Logo

9. Hukuk Dairesi2023/804 E. 2023/4102 K.

Yapay Zeka Özeti

Uyuşmazlık: Kanun Hükmünde Kararname (KHK) ile kapatılan işyerinden kaynaklanan işçilik alacakları davasında, KHK hükümleri gereğince dava şartının bulunup bulunmadığı uyuşmazlığı.

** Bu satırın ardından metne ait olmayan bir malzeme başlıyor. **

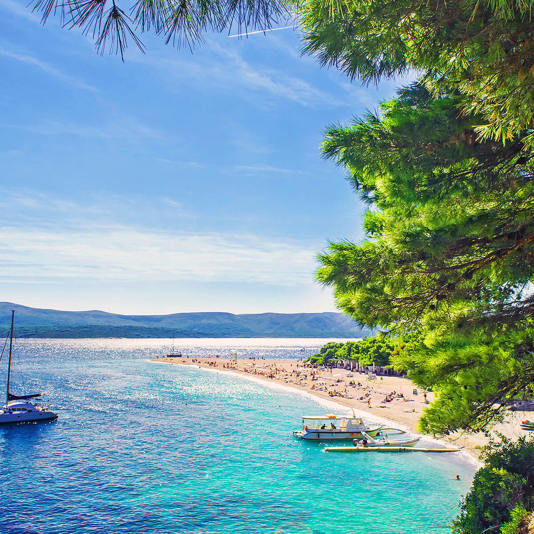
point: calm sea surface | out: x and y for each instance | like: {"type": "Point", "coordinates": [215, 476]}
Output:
{"type": "Point", "coordinates": [141, 447]}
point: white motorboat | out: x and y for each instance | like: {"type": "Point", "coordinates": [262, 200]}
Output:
{"type": "Point", "coordinates": [329, 426]}
{"type": "Point", "coordinates": [18, 408]}
{"type": "Point", "coordinates": [366, 440]}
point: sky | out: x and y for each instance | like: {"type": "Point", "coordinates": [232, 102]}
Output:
{"type": "Point", "coordinates": [172, 182]}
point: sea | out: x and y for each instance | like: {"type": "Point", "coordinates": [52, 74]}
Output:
{"type": "Point", "coordinates": [144, 447]}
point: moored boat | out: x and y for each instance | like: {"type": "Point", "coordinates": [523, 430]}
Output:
{"type": "Point", "coordinates": [334, 427]}
{"type": "Point", "coordinates": [365, 440]}
{"type": "Point", "coordinates": [18, 408]}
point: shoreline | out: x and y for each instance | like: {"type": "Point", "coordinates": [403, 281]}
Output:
{"type": "Point", "coordinates": [345, 390]}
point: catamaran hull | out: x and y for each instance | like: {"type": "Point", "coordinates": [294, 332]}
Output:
{"type": "Point", "coordinates": [323, 435]}
{"type": "Point", "coordinates": [33, 417]}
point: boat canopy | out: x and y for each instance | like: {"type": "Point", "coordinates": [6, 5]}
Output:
{"type": "Point", "coordinates": [327, 417]}
{"type": "Point", "coordinates": [10, 396]}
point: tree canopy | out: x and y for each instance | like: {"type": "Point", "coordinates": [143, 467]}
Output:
{"type": "Point", "coordinates": [481, 48]}
{"type": "Point", "coordinates": [375, 350]}
{"type": "Point", "coordinates": [113, 24]}
{"type": "Point", "coordinates": [502, 491]}
{"type": "Point", "coordinates": [449, 249]}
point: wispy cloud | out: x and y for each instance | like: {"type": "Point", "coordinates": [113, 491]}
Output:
{"type": "Point", "coordinates": [265, 169]}
{"type": "Point", "coordinates": [224, 68]}
{"type": "Point", "coordinates": [49, 69]}
{"type": "Point", "coordinates": [61, 239]}
{"type": "Point", "coordinates": [112, 252]}
{"type": "Point", "coordinates": [17, 8]}
{"type": "Point", "coordinates": [128, 130]}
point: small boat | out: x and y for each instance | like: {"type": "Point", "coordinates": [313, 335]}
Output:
{"type": "Point", "coordinates": [365, 440]}
{"type": "Point", "coordinates": [387, 449]}
{"type": "Point", "coordinates": [18, 408]}
{"type": "Point", "coordinates": [331, 426]}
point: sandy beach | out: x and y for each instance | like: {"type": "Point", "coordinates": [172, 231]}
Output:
{"type": "Point", "coordinates": [394, 398]}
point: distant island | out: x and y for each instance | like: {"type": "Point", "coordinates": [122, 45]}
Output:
{"type": "Point", "coordinates": [37, 322]}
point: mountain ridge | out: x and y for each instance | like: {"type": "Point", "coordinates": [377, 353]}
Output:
{"type": "Point", "coordinates": [47, 322]}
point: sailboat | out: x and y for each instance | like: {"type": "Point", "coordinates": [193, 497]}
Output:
{"type": "Point", "coordinates": [18, 408]}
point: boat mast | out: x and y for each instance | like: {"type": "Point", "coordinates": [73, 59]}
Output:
{"type": "Point", "coordinates": [10, 353]}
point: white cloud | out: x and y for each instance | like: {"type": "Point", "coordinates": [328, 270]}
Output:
{"type": "Point", "coordinates": [16, 8]}
{"type": "Point", "coordinates": [128, 130]}
{"type": "Point", "coordinates": [113, 252]}
{"type": "Point", "coordinates": [262, 169]}
{"type": "Point", "coordinates": [223, 68]}
{"type": "Point", "coordinates": [49, 69]}
{"type": "Point", "coordinates": [53, 240]}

Gerekçe ve Sonuç: Davanın, 670 ve 675 sayılı KHK'lar kapsamında öngörülen dava şartlarına uygun olarak açılmadığı ve dava açma süresine riayet edilmediği değerlendirilerek Bölge Adliye Mahkemesi kararının onanmasına karar verilmiştir.

Karar Metni

"İçtihat Metni"

İNCELENEN KARARIN

MAHKEMESİ : ... Bölge Adliye Mahkemesi 8. Hukuk Dairesi

SAYISI : 2022/2489 E., 2022/1726 K.

DAVA TARİHİ : 16.12.2021

KARAR : İstinaf başvurusunun esastan reddi

İLK DERECE MAHKEMESİ : ... ... Mahkemesi

SAYISI : 2021/1044 E., 2022/371 K.

Taraflar arasındaki alacak davasından dolayı yapılan yargılama sonunda İlk Derece Mahkemesince davanın reddine karar verilmiştir.

Kararın davacı vekili tarafından istinaf edilmesi üzerine, Bölge Adliye Mahkemesince başvurunun esastan reddine karar verilmiştir.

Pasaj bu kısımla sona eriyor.